Budget-2022: A negelction of Public and social sector

  • The budget for 2022-23 is a reiteration of the government’s tilt towards corporates and big business houses.
  • It gives a heavy impetus to the private sector and neglects the public and social sectors.


  • The state of agriculture is worsening with the Gross Value Added by it in 2021-22 coming down to 18.8 per cent from 20.2 per cent in 2020-21.
  • For the smooth functioning of the rural economy and to ensure food security, it is necessary to invest in agriculture.
  • However, no measure has been announced to deal with the agrarian crisis.
  • The allocation for agriculture has come down to Rs 3,70,303 crore from Rs 4,74,750.47 crore (revised estimate of 2021-22).
  • The amount reserved for the procurement of paddy and wheat has come down by more than Rs 10,000 crore compared to the previous year.
  • The demands of the farmers’ movement have not been fulfilled and the finance minister said nothing about a legal guarantee to MSP.
  • The share of rural development has gone down to 5.23 per cent from 5.59 per cent in the budget.
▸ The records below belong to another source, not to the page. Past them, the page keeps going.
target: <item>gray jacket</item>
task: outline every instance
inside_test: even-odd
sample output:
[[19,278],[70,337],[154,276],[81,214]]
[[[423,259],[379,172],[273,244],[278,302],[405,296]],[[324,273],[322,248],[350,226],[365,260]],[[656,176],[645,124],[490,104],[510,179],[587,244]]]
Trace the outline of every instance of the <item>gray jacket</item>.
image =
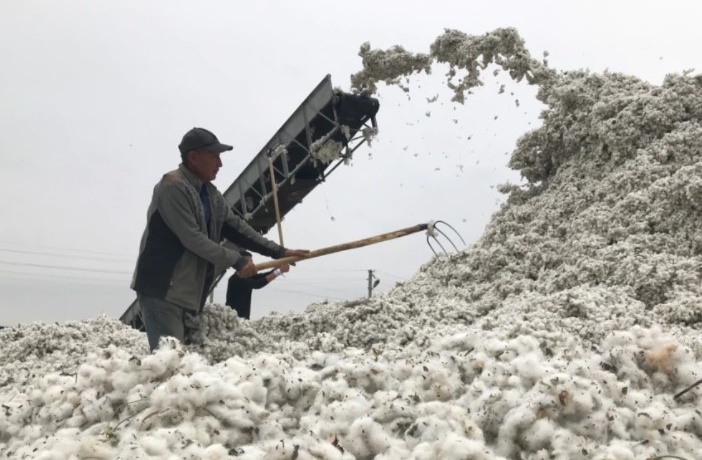
[[[209,228],[199,194],[203,186],[209,195]],[[200,310],[214,273],[246,264],[239,250],[222,245],[224,238],[269,257],[279,258],[285,252],[232,213],[214,185],[203,184],[181,164],[154,187],[132,289],[188,310]]]

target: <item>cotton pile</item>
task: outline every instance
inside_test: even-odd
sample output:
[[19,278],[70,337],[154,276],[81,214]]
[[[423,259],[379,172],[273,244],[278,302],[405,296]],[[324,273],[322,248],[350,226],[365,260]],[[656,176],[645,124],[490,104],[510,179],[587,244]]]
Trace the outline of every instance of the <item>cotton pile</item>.
[[490,66],[538,86],[480,240],[371,300],[208,306],[154,354],[107,318],[0,331],[0,456],[700,457],[702,78],[559,72],[513,29],[360,54],[359,91],[435,62],[457,103]]

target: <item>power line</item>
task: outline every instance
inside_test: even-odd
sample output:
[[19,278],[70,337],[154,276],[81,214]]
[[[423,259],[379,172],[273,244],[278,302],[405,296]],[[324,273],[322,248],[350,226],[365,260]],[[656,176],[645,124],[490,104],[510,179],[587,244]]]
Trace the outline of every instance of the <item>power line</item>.
[[[304,260],[304,259],[303,259]],[[309,272],[366,272],[366,270],[361,270],[359,268],[304,268],[305,271]]]
[[[64,280],[75,280],[75,281],[99,281],[99,282],[108,282],[108,283],[119,283],[119,284],[124,284],[124,283],[129,283],[128,278],[85,278],[85,277],[78,277],[78,276],[65,276],[65,275],[53,275],[49,273],[30,273],[30,272],[18,272],[14,270],[2,270],[0,269],[0,273],[9,273],[11,275],[19,275],[22,276],[23,279],[31,279],[31,280],[37,280],[37,279],[46,279],[46,278],[54,278],[54,279],[64,279]],[[12,280],[12,279],[17,279],[17,278],[10,278],[10,277],[2,277],[1,279],[6,279],[6,280]]]
[[361,277],[353,277],[353,278],[298,278],[295,275],[290,275],[290,279],[292,282],[295,283],[300,283],[300,284],[319,284],[319,283],[331,283],[331,284],[339,284],[339,283],[349,283],[353,281],[357,281],[359,279],[365,279]]
[[99,268],[78,268],[78,267],[67,267],[65,265],[47,265],[47,264],[31,264],[26,262],[10,262],[6,260],[0,260],[0,264],[14,265],[19,267],[37,267],[37,268],[51,268],[55,270],[73,270],[78,272],[92,272],[92,273],[117,273],[120,275],[131,275],[132,272],[123,272],[117,270],[103,270]]
[[118,253],[118,252],[89,251],[87,249],[60,248],[57,246],[42,246],[39,244],[13,243],[10,241],[0,241],[0,244],[10,245],[10,246],[24,246],[24,247],[30,247],[30,248],[43,248],[43,249],[50,249],[52,251],[82,252],[84,254],[101,254],[101,255],[108,255],[108,256],[112,255],[112,256],[129,257],[129,254]]
[[342,298],[340,298],[340,297],[333,297],[333,296],[330,296],[330,295],[311,294],[311,293],[309,293],[309,292],[296,291],[296,290],[294,290],[294,289],[277,289],[277,290],[280,291],[280,292],[290,292],[290,293],[293,293],[293,294],[302,294],[302,295],[306,295],[306,296],[310,296],[310,297],[319,297],[319,298],[322,298],[322,299],[333,299],[333,300],[341,300],[341,301],[346,300],[346,299],[342,299]]
[[376,271],[377,271],[378,273],[380,273],[381,275],[392,276],[393,278],[397,278],[397,279],[405,279],[405,278],[407,278],[407,276],[394,275],[394,274],[392,274],[392,273],[385,272],[385,271],[383,271],[383,270],[376,270]]
[[76,255],[70,255],[70,254],[51,254],[48,252],[40,252],[40,251],[21,251],[19,249],[6,249],[6,248],[0,248],[0,252],[12,252],[15,254],[33,254],[33,255],[40,255],[40,256],[47,256],[47,257],[66,257],[70,259],[86,259],[86,260],[102,260],[102,261],[109,261],[109,262],[114,262],[117,260],[124,260],[124,261],[133,261],[134,258],[130,257],[124,257],[124,258],[108,258],[108,257],[92,257],[92,256],[76,256]]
  • MGNREGS shielded millions from destitution during the pandemic with the demand for work peaking in June 2021 at 4.59 crore persons.
  • The situation has improved somewhat since then, but the unemployment figures are still staggering.
  • Cutting the MGNREGS allocation is, therefore, not just bad economics, it’s bad politics as well.

Social inequality

  • The recent Oxfam International report on inequality has red-flagged the widening gulf between the rich and the poor in the country.
  • It noted that, “the number of Indian billionaires grew from 102 in 2020 to 142 in 2021, the worst year yet for India during the pandemic”.
  • The report proposed some tweaks to India’s taxation policies to correct the situation.
  • The report pointed that a 4 per cent wealth tax on the 98 richest families in India can take care of the Ministry of Health and Family Welfare for more than two years, the mid-day meal programme of the country for 17 years or the Samagra Siksha Abhiyan for six years.
  • Unfortunately, the government is so cautious of not hurting rich capitalists the slightest that these measures cannot be taken up, let alone far-reaching redistribution of wealth.

India’s public health infrastructure

  • The health infrastructure imploded during the pandemic and exposed the pitfalls of excessive reliance on private healthcare services.
  • Last year, health was dubbed as one of the six pillars of the budget.
  • But this year, the overall budget of the Health and Family Welfare has increased by a mere 0.96 per cent and the research budget by 3.9 per cent.
  • The budget for Covid vaccination has been cut down by 87 per cent, indicating the government’s belief that we are out of the pandemic — that is far from the truth.


  • While the country is reeling under poverty, inequality, unemployment and disease, the government promotes “capex” as panacea to bring growth.
  • The higher capex amount is largely due to paying the Air India debt and defence expenditures.
  • The Air India case is a classic example of “nationalised losses and privatised profits”.